Native and mutant modeled STK11 structures were docked against the STRADα-MO25α complex. To obtain the STRADα-MO25α complex all the chains and hetero atoms in the PDB file of PDB ID: 2WTK were removed except chain A and B which corresponds to MO25α and STRADα proteins respectively. This complex was loaded as a receptor molecule in the PatchDock server71,72 and modeled structures were loaded as ligand molecules. Clustering RMSD was set at 4 Å, complex type as default, then protein-protein docking was performed. The solution with the highest score was chosen for further analysis. Docked complexes of STK11-MO25α-STRADα were aligned and visualized in Discover Studio 4.169. The binding affinity of ATP with the native and mutant STK11 structures was also evaluated. Quantum chemical calculations were conducted using the Gaussian 09 program package73. The ATP structure was retrieved from PubChem database (PubChem CID: 5957) and was optimized in the ground state by DFT (density functional theory) using the B3LYP 6–31 G(d) basis set. Docking analysis of native and mutant proteins with ATP was performed by AutoDock Vina74. In AutoDock Vina, the parameters were set at default and the grid box was set such that it covered the full structure of the proteins. Torsional rotation of all rotatable bonds was allowed for ligands and molecular docking was performed. After that, the binding complex of target proteins and ligand were obtained by PyMoL75 and visualized in Discovery Studio 4.169.

Molecular Dynamics Simulation

MD simulations were performed using the YASARA dynamics program76 to reveal changes at the atomic level in different time scales for native and mutant STK11-ATP complexes. Before starting the simulation, the structures of native and mutant proteins were cleaned and also the H-bond network was optimized77. Then, a cubic cell was formed by extending 8 Å on each side of the protein and a periodic boundary condition was maintained. The AMBER14 force field was applied for simulations78. The system was implemented by adding water molecules and NaCl salt at 0.9% concentration to replicate the physiological ion concentration. For short-range Coulomb and van der Waals interaction, the cut-off radius was set to 8 Å. The long-range electrostatic interactions were measured by the PME (particle-mesh Ewald) method79. MD simulation of each system was run for 150 ns at 310 K with a time step interval of 2.5 fs. The trajectory files were evaluated to get RMSD, RMSF, Rg, SASA, H-bond, and secondary structure analysis.

Principal component analysis (PCA)

The PCA method projects multivariate energy factors into low-dimensional space, which highlights the variabilities present in the collected MD trajectory data although they do not specifically aim to identify them.80,81 Any potential energy variabilities due to hidden data structures such as groups of samples, local fluctuations in data densities, and unique samples can be visualized by this technique.

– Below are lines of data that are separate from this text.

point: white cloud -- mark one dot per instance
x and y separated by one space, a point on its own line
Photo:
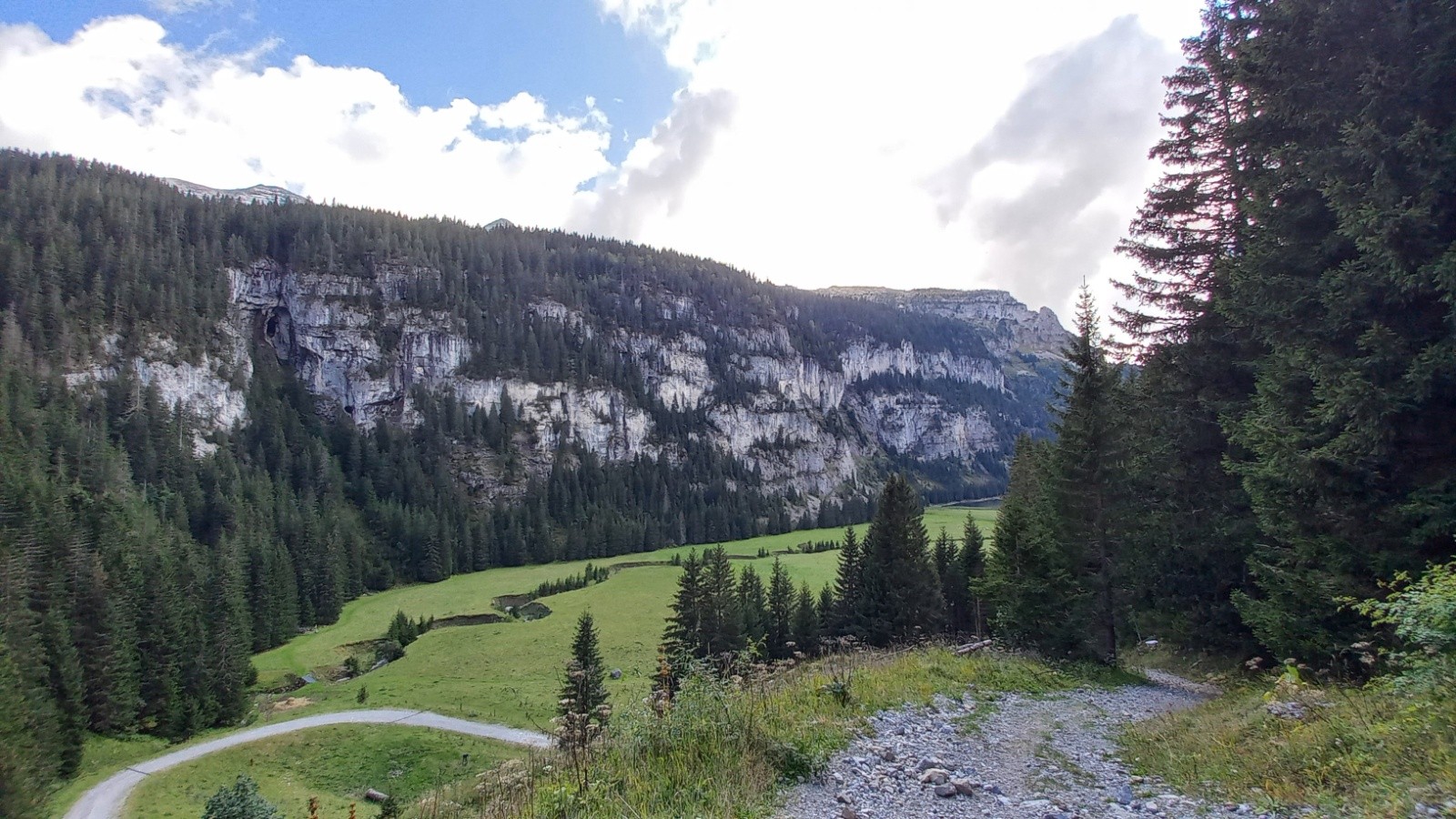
118 91
817 142
839 162
182 6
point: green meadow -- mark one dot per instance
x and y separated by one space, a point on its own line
502 672
509 672
335 763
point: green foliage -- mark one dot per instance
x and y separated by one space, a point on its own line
1372 751
900 598
582 707
724 748
1028 581
1423 615
240 802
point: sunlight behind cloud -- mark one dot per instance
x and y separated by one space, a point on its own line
118 91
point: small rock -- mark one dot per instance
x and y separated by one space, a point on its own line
935 777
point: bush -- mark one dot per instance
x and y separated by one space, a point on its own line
240 802
1423 615
389 651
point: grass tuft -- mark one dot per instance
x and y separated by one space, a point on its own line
724 748
1372 751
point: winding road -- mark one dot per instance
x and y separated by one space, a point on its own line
106 799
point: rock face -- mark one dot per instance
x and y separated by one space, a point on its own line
258 194
810 424
1006 325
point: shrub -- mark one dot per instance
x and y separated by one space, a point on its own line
240 802
1423 615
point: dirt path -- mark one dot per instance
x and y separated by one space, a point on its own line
1028 758
106 799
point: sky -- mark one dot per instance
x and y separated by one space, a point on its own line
813 143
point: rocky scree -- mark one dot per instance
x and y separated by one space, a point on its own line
1026 758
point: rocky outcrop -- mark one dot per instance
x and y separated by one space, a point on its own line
1006 325
805 424
257 194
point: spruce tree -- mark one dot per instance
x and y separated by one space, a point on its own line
805 622
900 589
683 637
1028 577
584 690
954 584
721 618
781 612
849 588
753 606
1088 477
973 567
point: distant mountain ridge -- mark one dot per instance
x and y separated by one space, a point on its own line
618 350
1008 325
257 194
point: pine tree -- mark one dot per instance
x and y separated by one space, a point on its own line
781 612
1089 475
973 567
240 802
849 588
805 622
584 690
1028 579
684 627
721 620
954 584
900 591
753 606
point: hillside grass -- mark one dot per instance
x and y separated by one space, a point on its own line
509 672
727 748
1372 751
495 672
335 763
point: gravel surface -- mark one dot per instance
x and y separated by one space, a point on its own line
106 799
1030 758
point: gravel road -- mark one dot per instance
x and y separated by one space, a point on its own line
1030 758
106 799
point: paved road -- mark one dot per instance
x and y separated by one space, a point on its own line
106 799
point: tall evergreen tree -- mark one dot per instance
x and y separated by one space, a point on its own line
584 690
900 591
849 588
684 627
753 605
973 567
781 612
954 584
1030 581
1089 475
805 622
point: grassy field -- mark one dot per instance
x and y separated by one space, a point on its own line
724 748
509 672
334 763
1372 751
502 672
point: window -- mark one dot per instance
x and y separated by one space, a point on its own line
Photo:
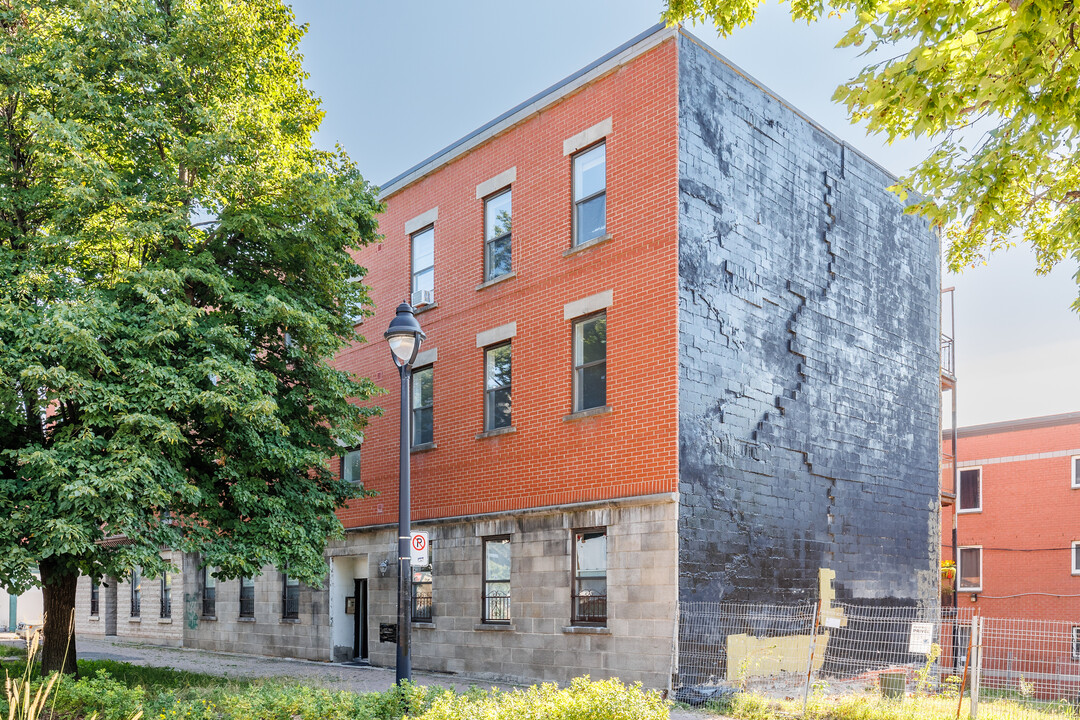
289 597
496 580
590 194
589 603
970 570
210 594
136 592
166 594
971 490
497 223
350 466
590 362
423 262
246 597
421 593
423 394
497 386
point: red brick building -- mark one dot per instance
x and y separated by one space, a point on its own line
683 344
1016 512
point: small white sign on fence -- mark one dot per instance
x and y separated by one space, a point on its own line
922 635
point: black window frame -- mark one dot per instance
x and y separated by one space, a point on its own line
597 602
289 597
345 463
165 609
208 593
414 272
416 410
491 600
491 393
577 203
580 367
507 236
963 497
136 582
246 599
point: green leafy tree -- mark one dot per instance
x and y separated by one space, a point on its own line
174 276
996 84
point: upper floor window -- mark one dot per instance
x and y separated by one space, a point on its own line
289 597
497 226
590 362
210 593
970 570
423 266
136 592
971 490
497 395
166 594
496 580
246 597
350 466
589 602
590 194
423 401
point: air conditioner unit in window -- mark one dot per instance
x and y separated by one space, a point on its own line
421 298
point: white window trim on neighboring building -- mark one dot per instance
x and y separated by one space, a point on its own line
979 508
959 569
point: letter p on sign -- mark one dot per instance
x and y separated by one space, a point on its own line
418 549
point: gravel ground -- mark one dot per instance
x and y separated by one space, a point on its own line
334 676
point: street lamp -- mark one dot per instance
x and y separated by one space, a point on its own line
405 338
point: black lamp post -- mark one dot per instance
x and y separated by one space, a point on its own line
405 338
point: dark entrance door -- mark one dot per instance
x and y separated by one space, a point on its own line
360 620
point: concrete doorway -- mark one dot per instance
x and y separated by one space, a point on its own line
360 621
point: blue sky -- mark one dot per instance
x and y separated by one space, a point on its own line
401 80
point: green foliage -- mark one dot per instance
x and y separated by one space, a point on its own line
604 700
175 276
994 83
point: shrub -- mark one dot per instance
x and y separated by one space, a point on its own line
605 700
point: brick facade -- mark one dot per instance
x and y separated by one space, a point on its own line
771 333
1025 525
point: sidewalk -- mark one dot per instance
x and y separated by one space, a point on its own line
332 676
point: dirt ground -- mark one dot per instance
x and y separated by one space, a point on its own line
355 678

PCA decomposes the multivariate response arranged in an X matrix into a product of two new matrices as indicated in the following equation:

$$X={T}_{k}{P}_{k}^{T}+E$$

where Tk is the matrix of scores which represents how sample relate to each other, \({P}_{k}\,\,\)is the matrix of loadings which contains information about how variables relate to each other, k is the number of factors included in the model and E is the matrix of residuals, which contains the information not retained by the model. Mutant proteins may have different energy profile compared to the native protein which should be discernable by this data decomposition mechanism. All calculations were performed with MATLAB 2011a (The Mathworks, Natick, MA, USA) equipped with the PLS Toolbox v. 6.2.1 (Eigenvector Research Inc., Wenatchee, WA, USA). In this analysis, the last 50 ns of MD simulation trajectory data of different potential energy were used. Before applying PCA, autoscale function was used to preprocess the data. First 4 PCs explained >80% of the energy variation.